Dinanzi a una crisi che sta stritolando il tessuto imprenditoriale italiano, dinanzi a uno scenario che vede accomunati imprenditori, operai, impiegati che mossi dalla disperazione arrivano al compimento di gesti estremi, dinanzi a uno Stato che non è in grado di pagare i suoi debiti, il Presidente del Consiglio Mario Monti s'indigna. Esprime, ovvero, "una parola di sdegno verso chi ha governato, governa o si candida a governare e giustifica l'evasione fiscale, istiga a non pagare le tasse o a istituire arbitrarie compensazioni fra crediti e debiti verso lo Stato". Per il premier "altri sono i modi con cui un Paese serio può risolvere i suoi problemi".

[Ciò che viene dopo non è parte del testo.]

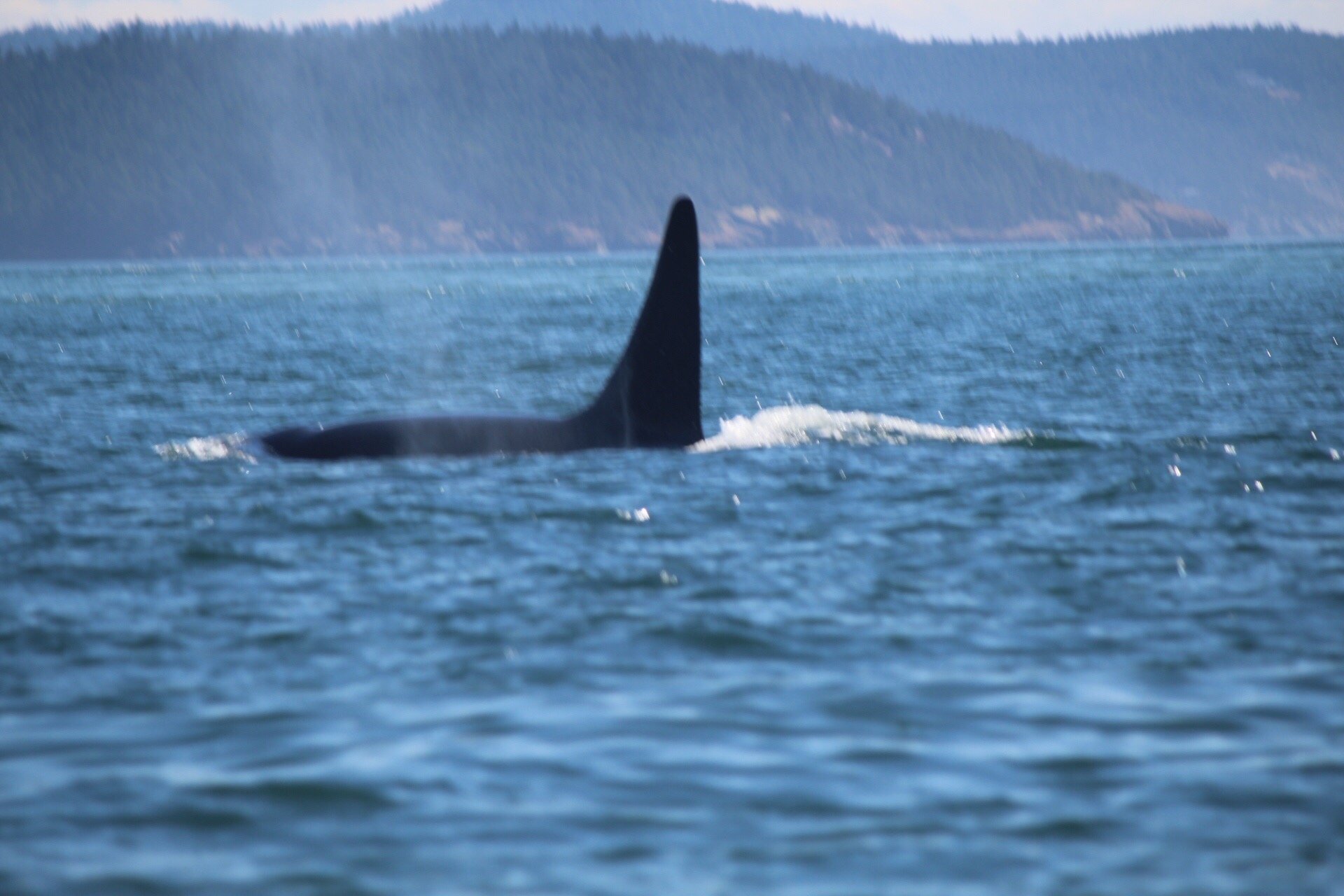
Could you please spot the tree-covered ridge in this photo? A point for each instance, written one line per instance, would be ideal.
(150, 141)
(1245, 122)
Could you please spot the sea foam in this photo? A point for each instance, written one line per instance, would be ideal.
(808, 424)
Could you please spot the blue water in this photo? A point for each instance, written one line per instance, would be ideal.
(1007, 571)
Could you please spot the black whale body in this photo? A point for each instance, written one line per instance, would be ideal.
(652, 398)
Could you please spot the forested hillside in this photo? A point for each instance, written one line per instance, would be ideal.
(1245, 122)
(150, 143)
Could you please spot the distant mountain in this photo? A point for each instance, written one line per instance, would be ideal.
(152, 143)
(1245, 122)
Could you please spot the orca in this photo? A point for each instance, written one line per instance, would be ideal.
(651, 400)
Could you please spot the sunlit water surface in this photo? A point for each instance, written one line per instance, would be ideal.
(1003, 571)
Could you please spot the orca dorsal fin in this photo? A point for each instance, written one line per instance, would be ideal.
(652, 398)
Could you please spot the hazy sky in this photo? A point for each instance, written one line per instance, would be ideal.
(910, 18)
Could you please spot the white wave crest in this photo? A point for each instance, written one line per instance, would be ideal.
(209, 448)
(809, 424)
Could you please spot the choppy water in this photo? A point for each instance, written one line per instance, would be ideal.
(1012, 571)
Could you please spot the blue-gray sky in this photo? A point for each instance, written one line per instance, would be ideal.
(909, 18)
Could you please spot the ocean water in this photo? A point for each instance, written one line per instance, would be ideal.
(1000, 571)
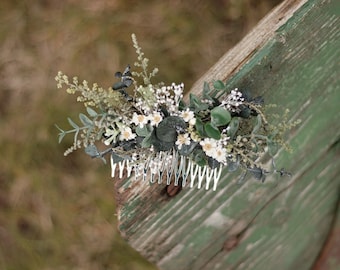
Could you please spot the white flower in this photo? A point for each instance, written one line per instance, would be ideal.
(214, 149)
(220, 155)
(155, 118)
(111, 135)
(187, 115)
(209, 146)
(126, 134)
(139, 120)
(182, 139)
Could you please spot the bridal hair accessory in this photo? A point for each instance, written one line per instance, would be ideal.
(152, 134)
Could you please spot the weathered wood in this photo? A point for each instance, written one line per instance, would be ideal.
(292, 59)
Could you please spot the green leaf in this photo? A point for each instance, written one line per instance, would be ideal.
(85, 120)
(199, 157)
(146, 143)
(219, 85)
(61, 136)
(200, 127)
(72, 123)
(233, 127)
(196, 104)
(160, 145)
(144, 131)
(91, 112)
(272, 147)
(92, 150)
(220, 116)
(116, 158)
(212, 131)
(166, 131)
(186, 150)
(258, 124)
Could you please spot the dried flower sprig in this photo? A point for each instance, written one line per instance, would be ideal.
(154, 134)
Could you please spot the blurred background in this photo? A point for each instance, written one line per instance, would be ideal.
(58, 212)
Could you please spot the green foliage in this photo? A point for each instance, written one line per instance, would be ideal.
(220, 116)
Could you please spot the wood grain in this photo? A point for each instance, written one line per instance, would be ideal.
(292, 59)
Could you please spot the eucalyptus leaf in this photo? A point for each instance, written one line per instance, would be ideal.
(186, 150)
(200, 127)
(72, 123)
(196, 104)
(116, 158)
(219, 85)
(146, 142)
(160, 145)
(212, 131)
(213, 163)
(199, 157)
(61, 136)
(258, 124)
(91, 112)
(166, 131)
(144, 131)
(272, 147)
(85, 120)
(233, 127)
(92, 150)
(220, 116)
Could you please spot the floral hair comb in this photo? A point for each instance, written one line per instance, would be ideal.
(153, 134)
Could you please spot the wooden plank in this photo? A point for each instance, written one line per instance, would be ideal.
(284, 222)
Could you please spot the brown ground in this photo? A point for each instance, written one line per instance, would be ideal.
(57, 212)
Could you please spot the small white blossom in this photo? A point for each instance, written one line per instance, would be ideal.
(220, 155)
(139, 120)
(209, 146)
(187, 115)
(111, 135)
(182, 139)
(126, 134)
(155, 118)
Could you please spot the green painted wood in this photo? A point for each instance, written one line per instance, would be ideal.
(283, 223)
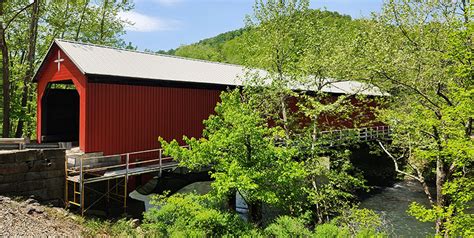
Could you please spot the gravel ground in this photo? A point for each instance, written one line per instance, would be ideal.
(29, 218)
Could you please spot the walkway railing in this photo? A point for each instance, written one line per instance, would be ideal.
(115, 170)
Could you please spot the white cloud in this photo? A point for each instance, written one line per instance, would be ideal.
(167, 3)
(143, 23)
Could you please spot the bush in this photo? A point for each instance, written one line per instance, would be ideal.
(330, 231)
(361, 223)
(286, 226)
(191, 215)
(120, 228)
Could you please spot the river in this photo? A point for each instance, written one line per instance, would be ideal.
(392, 203)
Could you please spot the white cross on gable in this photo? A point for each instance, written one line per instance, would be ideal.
(59, 60)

Mario Monti parla di serietà, dimenticando che la prima istituzione a esserne carente è proprio lo Stato, al punto da costringe centinaia di imprese alla liquidazione o al fallimento perché non è in grado di pagare i debiti maturati nei loro confronti. Il tecnocrate di Palazzo Chigi è così immerso nella missione di 'salvare l'Italia, da arrivare a una risposta stizzita, non solo per l'invito alla rivolta fiscale, che può essere più che condivisibile da parte di un rappresentante delle istituzioni, ma anche per chi ritiene che i crediti vantati dalle aziende e dai cittadini nei confronti dello Stato, possono essere portati a compensazione con le tasse da pagare.
Non è ben chiaro quali siano i pilastri su cui poggiano le considerazioni di Monti, ma la vera indignazione la dovrebbe usare contro uno Stato che esige il pagamento delle imposte a fronte di debiti che lui stesso ha nei confronti delle imprese e che non è in grado di pagare. Ed è per questo che la sensazione che il distacco dalla realtà e dal Paese stia crescendo in modo irrimediabile, è sempre più forte.